If a temperature increase is observed, you will need to increase the airflow to the rack(s) with the problem by adding additional raised-floor perforated tiles, or by replacing the standard perforated floor tile with one that has a higher flow rate. The placement of the floor tiles to appropriately match the cooling supply is an iterative process, so take your time.
- Before each subsequent reduction in the number of online cooling units, again record the temperatures at the same locations as you did in step #2. Compare this and your prior readings to determine if any server’s intake temperatures may have increased. If an increase is observed, you will need to increase the airflow to the rack(s) with the problem by moving a raised-floor perforated tile from a non-hot spot area, or by replacing the standard perforated floor tile with one that has a higher flow rate.

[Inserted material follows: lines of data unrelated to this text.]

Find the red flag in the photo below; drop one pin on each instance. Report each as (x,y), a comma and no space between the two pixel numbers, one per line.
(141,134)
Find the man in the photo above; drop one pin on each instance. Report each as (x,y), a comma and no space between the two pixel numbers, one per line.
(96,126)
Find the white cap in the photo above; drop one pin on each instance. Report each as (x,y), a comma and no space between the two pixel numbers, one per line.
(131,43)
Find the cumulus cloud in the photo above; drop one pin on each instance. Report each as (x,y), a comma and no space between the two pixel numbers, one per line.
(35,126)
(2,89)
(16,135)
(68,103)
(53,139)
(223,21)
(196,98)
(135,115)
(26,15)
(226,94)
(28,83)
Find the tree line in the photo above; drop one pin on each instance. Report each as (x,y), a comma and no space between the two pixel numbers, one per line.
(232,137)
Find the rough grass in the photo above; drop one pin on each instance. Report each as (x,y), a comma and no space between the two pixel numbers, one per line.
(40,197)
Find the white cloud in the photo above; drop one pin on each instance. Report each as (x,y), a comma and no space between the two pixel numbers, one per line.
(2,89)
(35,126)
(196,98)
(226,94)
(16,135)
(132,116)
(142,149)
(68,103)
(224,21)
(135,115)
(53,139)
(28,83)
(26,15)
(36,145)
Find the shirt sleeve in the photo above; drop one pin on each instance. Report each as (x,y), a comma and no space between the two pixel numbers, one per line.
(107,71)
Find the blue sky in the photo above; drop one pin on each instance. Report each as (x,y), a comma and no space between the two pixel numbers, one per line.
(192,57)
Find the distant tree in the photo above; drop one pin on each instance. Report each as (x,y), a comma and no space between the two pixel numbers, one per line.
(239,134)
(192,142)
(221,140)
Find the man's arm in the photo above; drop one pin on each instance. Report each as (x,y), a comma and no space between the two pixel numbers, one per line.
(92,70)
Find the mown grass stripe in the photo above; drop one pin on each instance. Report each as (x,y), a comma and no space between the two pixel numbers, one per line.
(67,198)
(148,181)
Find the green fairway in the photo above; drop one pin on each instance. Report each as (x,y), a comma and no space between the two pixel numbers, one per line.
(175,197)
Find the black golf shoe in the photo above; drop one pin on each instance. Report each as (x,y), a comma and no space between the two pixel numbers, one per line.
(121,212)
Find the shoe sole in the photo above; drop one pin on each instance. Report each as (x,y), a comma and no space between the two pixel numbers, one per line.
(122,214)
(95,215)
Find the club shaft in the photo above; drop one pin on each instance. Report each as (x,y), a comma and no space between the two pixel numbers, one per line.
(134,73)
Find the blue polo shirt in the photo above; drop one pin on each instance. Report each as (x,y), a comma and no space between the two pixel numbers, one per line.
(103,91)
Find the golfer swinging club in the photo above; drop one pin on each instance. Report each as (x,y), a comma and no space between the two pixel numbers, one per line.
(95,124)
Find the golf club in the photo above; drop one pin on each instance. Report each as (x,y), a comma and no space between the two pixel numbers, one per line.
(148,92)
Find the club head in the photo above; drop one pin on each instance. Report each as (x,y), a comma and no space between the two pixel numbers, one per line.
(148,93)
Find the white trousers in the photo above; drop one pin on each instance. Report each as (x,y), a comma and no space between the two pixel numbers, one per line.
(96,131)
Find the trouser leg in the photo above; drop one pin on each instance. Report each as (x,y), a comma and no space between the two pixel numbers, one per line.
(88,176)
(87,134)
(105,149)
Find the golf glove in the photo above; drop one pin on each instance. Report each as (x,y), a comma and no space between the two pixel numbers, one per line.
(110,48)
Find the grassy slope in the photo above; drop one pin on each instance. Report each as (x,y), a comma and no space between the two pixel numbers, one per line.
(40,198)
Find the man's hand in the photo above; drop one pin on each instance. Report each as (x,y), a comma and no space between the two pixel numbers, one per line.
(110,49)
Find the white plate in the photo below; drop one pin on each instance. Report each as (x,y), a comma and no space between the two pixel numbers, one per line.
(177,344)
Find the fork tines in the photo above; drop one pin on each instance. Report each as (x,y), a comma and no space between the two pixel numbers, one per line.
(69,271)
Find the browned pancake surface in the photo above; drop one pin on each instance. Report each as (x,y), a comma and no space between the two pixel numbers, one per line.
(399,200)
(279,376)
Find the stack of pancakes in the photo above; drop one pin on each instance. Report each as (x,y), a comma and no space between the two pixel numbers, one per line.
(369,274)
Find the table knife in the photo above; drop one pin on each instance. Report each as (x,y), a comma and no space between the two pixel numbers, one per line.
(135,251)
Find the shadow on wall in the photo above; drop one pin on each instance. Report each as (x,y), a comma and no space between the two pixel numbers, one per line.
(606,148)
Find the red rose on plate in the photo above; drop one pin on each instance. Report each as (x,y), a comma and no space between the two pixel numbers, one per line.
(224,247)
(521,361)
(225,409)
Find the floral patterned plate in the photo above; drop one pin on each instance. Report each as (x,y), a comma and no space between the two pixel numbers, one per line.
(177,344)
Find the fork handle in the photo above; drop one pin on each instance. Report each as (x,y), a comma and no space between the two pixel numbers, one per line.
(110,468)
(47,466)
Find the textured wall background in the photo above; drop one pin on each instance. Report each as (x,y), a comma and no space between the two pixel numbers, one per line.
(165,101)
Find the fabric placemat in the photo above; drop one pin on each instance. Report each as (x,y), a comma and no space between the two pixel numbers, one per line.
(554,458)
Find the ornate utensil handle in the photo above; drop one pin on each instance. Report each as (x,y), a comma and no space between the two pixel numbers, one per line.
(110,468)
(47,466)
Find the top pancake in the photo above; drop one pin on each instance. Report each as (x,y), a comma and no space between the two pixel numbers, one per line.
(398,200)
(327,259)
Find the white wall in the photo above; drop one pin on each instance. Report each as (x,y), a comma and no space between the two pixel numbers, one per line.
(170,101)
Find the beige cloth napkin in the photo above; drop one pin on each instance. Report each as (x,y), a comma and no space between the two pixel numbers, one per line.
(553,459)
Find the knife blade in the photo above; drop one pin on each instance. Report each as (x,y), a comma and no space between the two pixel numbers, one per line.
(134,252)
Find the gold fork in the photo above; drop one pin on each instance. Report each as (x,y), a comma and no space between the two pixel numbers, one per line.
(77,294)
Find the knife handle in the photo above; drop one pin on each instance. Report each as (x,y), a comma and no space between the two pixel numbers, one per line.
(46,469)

- When the desired number of online cooling units has been reached, record the power draw for these units as in step #3. This might be also possible through any existing monitoring. Now compare the before- and after modification values, to observe the reduction in the power draw.
Action B: Gradually raise the temperature in the computer room
- Increase the temperature set point on each cooling unit by one or two degrees a week, until the server intake air is at the desired level. The highest server intake temperature should be around 75°F / 24°C. To accomplish this setting faster and get a greater rate of change, you would need to consult and discuss with the data centre’s IT personnel and the integrated operations team.
Note that this step can be also completed regardless of whether the currently used cooling unit uses supply- or return air control. If the unit has return air control then the setpoint might seem quite high, but the supply air value will be in the acceptable range.
- Before each subsequent increase in the cooling setpoint temperature, again record the temperatures at the same locations as you did in step #2. Compare this and your prior readings to determine if any server’s intake temperatures may have increased. If an increase is observed, you will need to increase the airflow to the rack(s) with the problem by moving a raised-floor perforated tile from a non-hot spot area, or by replacing the standard perforated floor tile with one that has a higher flow rate.
Action C: Review the results and report metrics
Re-create the preparatory metrics measurements from steps and compare them to the original starting values. This also includes the following metrics:
- The total cooling unit power consumption
- The ratio of the operating cooling capacity and the cooling load
- The IT equipment inlet temperatures
Calculate the resulting overall power savings based on the implemented measures you made, and estimate the annual IT operations savings based upon the reduced kilowatt-hours and the average cost of utility power. Finally, you can report the progress and results too the integrated data center operations team.